Die verdrehte Weltsicht des Kremls im Jahr 2024
Im Jahr 2024 werden wir viel zu tun haben. In Fortsetzung unseres Rückblicks von letzter Woche präsentieren wir heute einen kurzen Neujahrsüberblick über die Desinformationslage des Kremls, während die russische Gesellschaft immer mehr in den grausamen Krieg Putins gegen die Ukraine hineingezogen wird. Den Hintergrund bilden die Sowjetisierung der Wirtschaft und ein autoritärer Umgang mit der Zivilgesellschaft. Staatsmedien und Propagandakanäle bemühen sich, die blutigen Realitäten auf allen dominanten Kanälen durch eine Reihe klassischer, manipulativer und wiederkehrender Motive schön zu reden.
Hier ist eine aktuelle Übersicht über die wichtigsten kremlfreundlichen Desinformationen. Spoiler-Alarm: Wir haben sie alle schon gehört (und zwar oft!), aber es gibt neue Abwandlungen.

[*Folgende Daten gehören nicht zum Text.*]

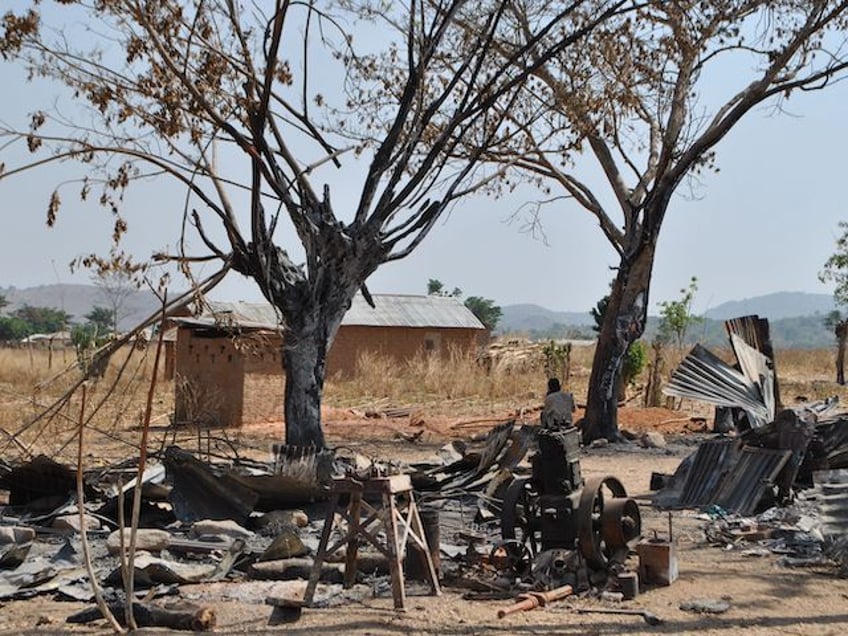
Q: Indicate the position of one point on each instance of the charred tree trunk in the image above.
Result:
(841, 331)
(624, 322)
(304, 362)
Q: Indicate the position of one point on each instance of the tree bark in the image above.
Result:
(304, 360)
(841, 337)
(624, 322)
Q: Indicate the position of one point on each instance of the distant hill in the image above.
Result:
(527, 318)
(79, 300)
(775, 306)
(796, 320)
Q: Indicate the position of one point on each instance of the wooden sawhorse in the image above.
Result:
(398, 513)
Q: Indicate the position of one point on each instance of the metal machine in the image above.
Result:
(591, 525)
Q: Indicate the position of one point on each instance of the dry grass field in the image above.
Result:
(439, 391)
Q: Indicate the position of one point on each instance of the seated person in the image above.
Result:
(559, 407)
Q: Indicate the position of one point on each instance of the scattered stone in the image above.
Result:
(224, 527)
(289, 569)
(146, 539)
(705, 606)
(272, 523)
(285, 546)
(71, 523)
(15, 542)
(653, 439)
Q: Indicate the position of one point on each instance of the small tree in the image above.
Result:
(436, 287)
(484, 308)
(633, 97)
(839, 323)
(102, 318)
(486, 311)
(836, 271)
(676, 316)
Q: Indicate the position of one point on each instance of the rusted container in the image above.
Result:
(657, 562)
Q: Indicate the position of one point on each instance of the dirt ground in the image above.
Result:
(764, 597)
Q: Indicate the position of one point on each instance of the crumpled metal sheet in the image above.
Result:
(704, 376)
(746, 483)
(832, 491)
(198, 493)
(711, 462)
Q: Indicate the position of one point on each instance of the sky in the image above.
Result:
(766, 222)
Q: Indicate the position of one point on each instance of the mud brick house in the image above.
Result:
(228, 367)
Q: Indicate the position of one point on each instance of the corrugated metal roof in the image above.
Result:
(391, 310)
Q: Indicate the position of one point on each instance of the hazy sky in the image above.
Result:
(765, 223)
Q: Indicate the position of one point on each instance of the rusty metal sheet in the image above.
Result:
(832, 491)
(755, 471)
(712, 461)
(702, 375)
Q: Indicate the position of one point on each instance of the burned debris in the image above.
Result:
(511, 515)
(770, 456)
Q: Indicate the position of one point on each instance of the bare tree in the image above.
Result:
(117, 279)
(836, 271)
(174, 87)
(633, 96)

– Der Westen betreibt Kriegstreiberei
Diesem Narrativ zufolge drängt der Westen die Ukraine, die unter dem Einfluss von Neonazis im Geiste Banderas steht, den Krieg auf Kosten der ukrainischen Bevölkerung fortzuführen. Der Westen erzeuge außerdem einen „failed state“, der mit dem Nationalsozialismus sympathisiert. Russland muss sich verteidigen, aber steht für den Frieden, zumindest laut Kreml-Pressesprecher Dmitri Peskow, der bei Bedarf immer alternative Fakten zum Besten geben kann. Wenn dies Assoziationen mit der Orwellschen Sicht auf die Welt von 1984 weckt, dann deshalb, weil das Russland des Jahres 2024 dieser ziemlich nahe kommt, und zwar mit dem vollen Programm in Form von Überwachung, Zensur und Gehirnwäsche.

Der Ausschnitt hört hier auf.